The key point is to be as specific as possible, and preferably, describe features in a measurable/testable way. “Building a beautiful e-Commerce website” is too vague, and you cannot objectively test if the website is beautiful. “User can make payment using PayPal” is en example of testable statement. The client should describe, from user’s perspective, what does a user sees on each page, and how user interacts with each page/screen.
Describe users in terms of roles. Some of the possible user roles:
- Logged in user
- Registered user
- User account account
Questions to ask:
- What are the different types of users?
- What are the difference between each type of user?
Describe the functionality (from user’s perspective). Describe the actions performed by the user, and results of each action.

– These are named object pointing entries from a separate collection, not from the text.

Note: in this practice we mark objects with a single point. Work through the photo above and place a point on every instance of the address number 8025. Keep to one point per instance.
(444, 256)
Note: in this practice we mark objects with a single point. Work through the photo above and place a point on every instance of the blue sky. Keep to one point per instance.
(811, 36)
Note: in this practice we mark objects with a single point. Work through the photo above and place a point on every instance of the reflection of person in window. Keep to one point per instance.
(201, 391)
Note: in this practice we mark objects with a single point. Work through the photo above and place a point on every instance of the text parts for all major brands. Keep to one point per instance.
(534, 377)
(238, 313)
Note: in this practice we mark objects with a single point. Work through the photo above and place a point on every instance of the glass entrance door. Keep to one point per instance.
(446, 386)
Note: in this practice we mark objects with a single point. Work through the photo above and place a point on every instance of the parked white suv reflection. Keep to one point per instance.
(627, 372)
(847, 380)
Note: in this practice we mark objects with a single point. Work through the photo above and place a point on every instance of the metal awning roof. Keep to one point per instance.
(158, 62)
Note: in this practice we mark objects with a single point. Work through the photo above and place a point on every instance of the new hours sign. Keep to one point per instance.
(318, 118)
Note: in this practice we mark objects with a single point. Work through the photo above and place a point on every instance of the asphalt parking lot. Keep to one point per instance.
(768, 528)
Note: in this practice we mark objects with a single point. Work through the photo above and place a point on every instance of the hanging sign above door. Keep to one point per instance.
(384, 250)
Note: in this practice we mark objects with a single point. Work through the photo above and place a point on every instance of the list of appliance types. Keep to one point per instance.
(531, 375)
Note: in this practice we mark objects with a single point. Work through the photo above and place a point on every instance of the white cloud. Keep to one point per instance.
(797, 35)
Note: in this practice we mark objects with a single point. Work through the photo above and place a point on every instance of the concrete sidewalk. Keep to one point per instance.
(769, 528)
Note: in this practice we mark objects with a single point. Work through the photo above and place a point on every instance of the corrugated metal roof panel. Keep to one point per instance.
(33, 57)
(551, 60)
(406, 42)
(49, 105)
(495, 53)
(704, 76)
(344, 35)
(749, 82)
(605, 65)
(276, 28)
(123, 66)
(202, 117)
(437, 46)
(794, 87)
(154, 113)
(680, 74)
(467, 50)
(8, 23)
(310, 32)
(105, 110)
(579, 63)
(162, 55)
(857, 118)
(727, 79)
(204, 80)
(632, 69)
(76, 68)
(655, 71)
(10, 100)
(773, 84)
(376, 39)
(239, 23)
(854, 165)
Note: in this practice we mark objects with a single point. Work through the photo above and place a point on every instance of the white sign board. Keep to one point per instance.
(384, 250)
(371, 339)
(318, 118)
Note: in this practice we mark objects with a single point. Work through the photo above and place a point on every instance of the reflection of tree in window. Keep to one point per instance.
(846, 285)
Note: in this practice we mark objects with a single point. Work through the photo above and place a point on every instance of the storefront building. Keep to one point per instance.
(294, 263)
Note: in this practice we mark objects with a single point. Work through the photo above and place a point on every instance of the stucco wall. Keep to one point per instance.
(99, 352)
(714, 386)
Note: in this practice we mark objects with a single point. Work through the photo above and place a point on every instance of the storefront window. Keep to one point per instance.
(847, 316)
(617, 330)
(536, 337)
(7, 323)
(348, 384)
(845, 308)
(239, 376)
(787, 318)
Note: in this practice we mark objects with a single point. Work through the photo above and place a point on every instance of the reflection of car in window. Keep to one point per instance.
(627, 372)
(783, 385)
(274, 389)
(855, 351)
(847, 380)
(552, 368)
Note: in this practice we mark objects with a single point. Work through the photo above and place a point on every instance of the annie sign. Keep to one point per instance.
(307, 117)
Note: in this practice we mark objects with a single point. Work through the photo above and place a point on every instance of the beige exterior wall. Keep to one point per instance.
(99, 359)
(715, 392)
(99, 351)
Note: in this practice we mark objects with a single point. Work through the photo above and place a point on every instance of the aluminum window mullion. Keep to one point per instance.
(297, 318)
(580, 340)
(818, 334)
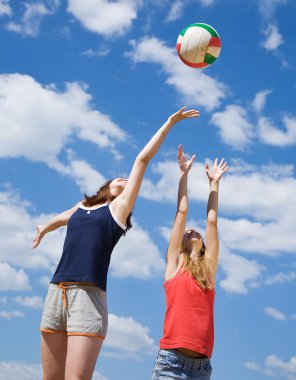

- User signup for an account with username, password, email address information. Upon successful signup, user can login with the username and password.
- User specify search criteria (price, property type, location), and sees a listing of property that meets the search criteria.
Saying “User can purchase a product” is not enough. Programmer should work with client to break it down into steps, each step is equivalent to a screen. Describe the series of screens that a user will encounter, from selecting products to getting successful payment confirmation. For complex operations, it might be easier to use a flowchart to describe each performable action. A few rounds of iteration may be needed to break down the abstract actions into screens.
Questions to ask:
- What does the user do with the software?
- How does the user use the software?
Capturing User’s Input
When user has to input some information,
- List out all the fields (e.g. name, price, address, model number, …)
- Specify possible/tupical values/ranges of each field. It may be price range, or values that follow a certain format.
- Specify which fields are mandatory, which are optional.
From The User’s Perspective
It is important for programmer to describes features that is of values to the user. Usually users do not understand with is CMS, and do not cares about database and API. (Unless the targeted user of the software is a programmer.) Instead of talking about tables in database, describes the input fields visible to user. Describe what user sees/clicks/types on the page, not how programmer implements the software.
It is true that a picture speaks a thousand words. Flowcharts, sequence diagrams, and wireframes are very powerful tools for communication requirements. Client may user existing software and websites are references. For each reference, client should describe why or which part of the reference describes what he/she wants.
Be as specific as possible, describe what the users see and do. Clients should describe features that can be objectively verified. Visuals are preferred over words.